Tool Test: Shop Vacs
Only the best vacuums can handle both fine dust and heavy pickup.
Synopsis: Portland, Ore., carpenter Paul Johnson put eight shop vacuums through their paces to determine the one he finds best overall. Johnson established a series of tests, including vacuuming up concrete mix, powdered drywall compound, and then wood shavings that contained nails and screws. When the dust settled, Johnson rated the Makita VC4710 as best overall and the Ridgid WD1450 as best value. He also tested tools made by Bosch, DeWalt, Fein, Festool, Milwaukee, and Shop-Vac. This article includes a sidebar on vacuum filters.
In the past several years, the lowly shop vac has transformed from the dull canister brought in to clean the floors after a day of work to an essential, often high-tech tool found on job sites and in shops. An increased understanding of the health benefits of keeping dust out of the air helped to spark this transformation. Nowadays, most tools are designed with dust ports to connect to vacuums, and adapters are commonplace for retrofitting older tools. Features such as tool activation and self-cleaning filters are becoming more common and have greatly increased the versatility of the traditional shop vac.
How we chose
There are a host of shop vacuums on the market, so choosing which to review was a challenge. Rather than focusing on any specific size or feature, we wanted to identify vacuums that would work well for general job-site and shop use. Beyond that, we looked at cost, availability, capacity, features, and functionality. In the end, we chose eight vacs that met our criteria and that we felt would be the most versatile.
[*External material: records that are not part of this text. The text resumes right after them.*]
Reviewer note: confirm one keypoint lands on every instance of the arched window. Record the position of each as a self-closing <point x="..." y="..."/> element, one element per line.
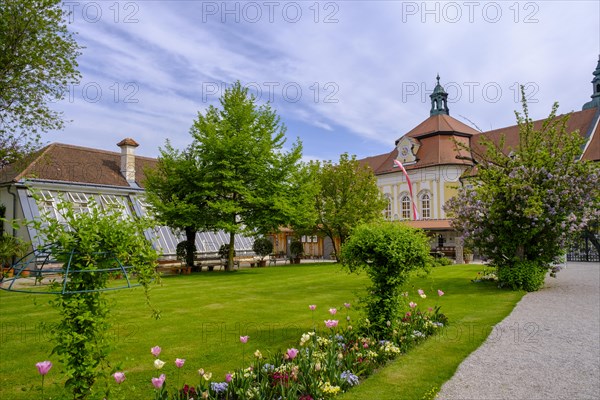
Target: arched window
<point x="405" y="205"/>
<point x="425" y="205"/>
<point x="388" y="208"/>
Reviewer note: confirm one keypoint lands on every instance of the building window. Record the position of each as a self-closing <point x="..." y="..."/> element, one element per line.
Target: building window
<point x="388" y="208"/>
<point x="426" y="206"/>
<point x="405" y="203"/>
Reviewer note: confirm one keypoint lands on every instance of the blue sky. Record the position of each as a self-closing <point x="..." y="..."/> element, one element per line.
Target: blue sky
<point x="345" y="76"/>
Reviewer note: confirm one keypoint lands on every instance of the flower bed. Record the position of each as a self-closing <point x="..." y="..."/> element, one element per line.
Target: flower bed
<point x="329" y="360"/>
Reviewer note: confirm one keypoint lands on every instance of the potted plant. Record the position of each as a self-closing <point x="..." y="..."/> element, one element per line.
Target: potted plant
<point x="296" y="250"/>
<point x="181" y="254"/>
<point x="262" y="247"/>
<point x="10" y="247"/>
<point x="467" y="254"/>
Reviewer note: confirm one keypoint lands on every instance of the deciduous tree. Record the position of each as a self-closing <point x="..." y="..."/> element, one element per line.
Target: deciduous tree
<point x="527" y="201"/>
<point x="255" y="185"/>
<point x="37" y="63"/>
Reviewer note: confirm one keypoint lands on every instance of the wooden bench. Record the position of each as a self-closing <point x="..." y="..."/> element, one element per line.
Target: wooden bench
<point x="171" y="265"/>
<point x="211" y="262"/>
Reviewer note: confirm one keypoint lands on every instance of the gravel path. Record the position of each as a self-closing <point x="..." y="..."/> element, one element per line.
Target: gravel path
<point x="547" y="348"/>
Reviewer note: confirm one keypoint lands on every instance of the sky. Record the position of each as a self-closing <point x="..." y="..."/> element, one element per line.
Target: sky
<point x="344" y="76"/>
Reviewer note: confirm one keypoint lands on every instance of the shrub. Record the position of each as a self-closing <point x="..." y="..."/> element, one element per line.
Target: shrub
<point x="388" y="252"/>
<point x="526" y="275"/>
<point x="262" y="247"/>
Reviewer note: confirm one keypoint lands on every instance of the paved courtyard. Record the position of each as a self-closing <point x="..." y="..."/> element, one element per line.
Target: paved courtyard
<point x="547" y="348"/>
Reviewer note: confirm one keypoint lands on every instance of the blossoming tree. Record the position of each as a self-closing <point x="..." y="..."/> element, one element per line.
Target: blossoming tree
<point x="526" y="201"/>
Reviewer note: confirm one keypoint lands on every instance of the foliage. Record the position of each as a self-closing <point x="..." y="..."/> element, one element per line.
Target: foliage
<point x="388" y="252"/>
<point x="177" y="192"/>
<point x="11" y="246"/>
<point x="89" y="244"/>
<point x="326" y="363"/>
<point x="527" y="201"/>
<point x="37" y="64"/>
<point x="296" y="248"/>
<point x="255" y="186"/>
<point x="474" y="309"/>
<point x="262" y="247"/>
<point x="347" y="196"/>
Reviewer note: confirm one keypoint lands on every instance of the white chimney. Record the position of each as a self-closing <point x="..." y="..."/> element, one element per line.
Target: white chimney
<point x="128" y="146"/>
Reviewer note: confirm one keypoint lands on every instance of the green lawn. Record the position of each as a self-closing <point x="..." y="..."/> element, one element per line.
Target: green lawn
<point x="204" y="314"/>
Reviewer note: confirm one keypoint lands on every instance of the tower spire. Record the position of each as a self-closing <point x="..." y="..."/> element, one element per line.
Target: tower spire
<point x="595" y="102"/>
<point x="439" y="100"/>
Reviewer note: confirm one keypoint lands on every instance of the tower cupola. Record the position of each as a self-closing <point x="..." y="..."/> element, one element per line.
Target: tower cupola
<point x="439" y="100"/>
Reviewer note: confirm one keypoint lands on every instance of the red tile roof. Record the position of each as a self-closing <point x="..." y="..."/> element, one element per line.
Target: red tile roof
<point x="73" y="164"/>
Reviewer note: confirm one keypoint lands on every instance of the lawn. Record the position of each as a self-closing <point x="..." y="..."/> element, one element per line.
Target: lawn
<point x="204" y="314"/>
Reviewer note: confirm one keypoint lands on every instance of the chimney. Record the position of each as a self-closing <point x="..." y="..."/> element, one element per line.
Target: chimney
<point x="128" y="146"/>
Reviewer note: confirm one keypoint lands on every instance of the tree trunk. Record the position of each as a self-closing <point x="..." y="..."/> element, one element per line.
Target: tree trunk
<point x="190" y="236"/>
<point x="229" y="266"/>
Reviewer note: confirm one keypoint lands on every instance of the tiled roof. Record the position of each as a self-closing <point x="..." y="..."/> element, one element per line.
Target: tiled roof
<point x="73" y="164"/>
<point x="585" y="121"/>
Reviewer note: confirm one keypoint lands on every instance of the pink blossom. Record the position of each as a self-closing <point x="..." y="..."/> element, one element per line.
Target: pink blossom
<point x="331" y="323"/>
<point x="155" y="351"/>
<point x="43" y="367"/>
<point x="158" y="382"/>
<point x="292" y="353"/>
<point x="119" y="377"/>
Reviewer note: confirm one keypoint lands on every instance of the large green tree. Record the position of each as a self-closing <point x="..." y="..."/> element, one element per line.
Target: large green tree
<point x="347" y="196"/>
<point x="177" y="191"/>
<point x="37" y="63"/>
<point x="527" y="201"/>
<point x="255" y="186"/>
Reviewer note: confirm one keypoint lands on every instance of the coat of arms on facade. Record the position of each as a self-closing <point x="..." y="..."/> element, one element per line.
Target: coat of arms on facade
<point x="407" y="150"/>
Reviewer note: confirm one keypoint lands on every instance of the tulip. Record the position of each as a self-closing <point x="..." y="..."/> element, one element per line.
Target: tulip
<point x="292" y="353"/>
<point x="155" y="351"/>
<point x="43" y="367"/>
<point x="331" y="323"/>
<point x="158" y="382"/>
<point x="119" y="377"/>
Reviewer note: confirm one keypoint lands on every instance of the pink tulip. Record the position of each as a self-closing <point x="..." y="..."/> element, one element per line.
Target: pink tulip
<point x="331" y="323"/>
<point x="119" y="377"/>
<point x="43" y="367"/>
<point x="158" y="382"/>
<point x="292" y="353"/>
<point x="155" y="351"/>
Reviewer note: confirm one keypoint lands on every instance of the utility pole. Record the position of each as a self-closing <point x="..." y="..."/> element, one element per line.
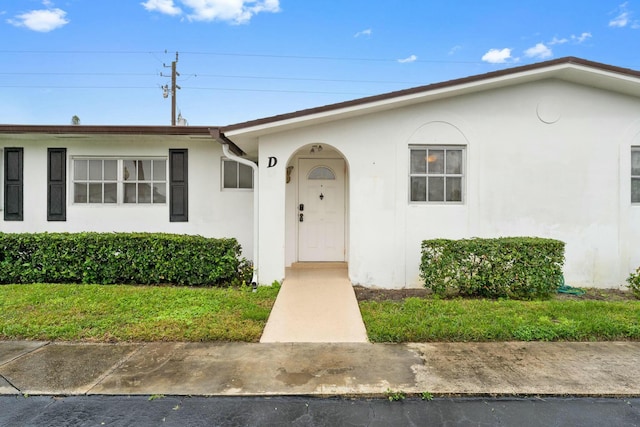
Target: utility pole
<point x="174" y="88"/>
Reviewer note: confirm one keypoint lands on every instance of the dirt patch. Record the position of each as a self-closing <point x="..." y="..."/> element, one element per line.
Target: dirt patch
<point x="376" y="294"/>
All of these models can be fitted with HEPA filters if they don’t already come with them, and all can be fitted with disposable filter bags. Likewise, all are on wheels and can be lifted or pulled around easily. The hoses range in length from 7 ft. all the way up to 16 ft.; the longer hoses are especially useful when used with sanders or other tools that need a wide range of motion. All of the vacuums tested have power cords at least 15 ft. long, a welcome change from the standard short power cords of yesteryear.
All but two of the vacuums are tool-activated; we included two that aren’t because they’re economical choices and still can be attached to most tools and turned on separately. We chose vacuums that were as close in capacity as possible, in the medium-to-large range.
We also considered availability and cost. There are several brands of worthy shop vacs that could have been included in this review, but ordering the vacs themselves, let alone finding parts or accessories, was often restricted to specialty shops and online outlets. Regarding cost: While there are some excellent vacs on the market that cost over $1000, we decided to stay under $700 or so — not an outrageous price for a well-made tool that is used nearly every day.
How we tested
We devised a set of tests and real-world situations to get a broad range of results. We didn’t shy away from putting all eight vacs through some strenuous ordeals to see how well they would hold up.
All the vacuums tested have optional filter bags that can help to increase efficiency and to keep dust from getting back into the air, even when emptying the tank. It seemed important to test the vacuums both with and without these optional bags. In general, the bags barely cut down on suction power, and all of them increased efficiency by keeping the filters from becoming covered with dust — even on the vacuums with a self-cleaning filter system.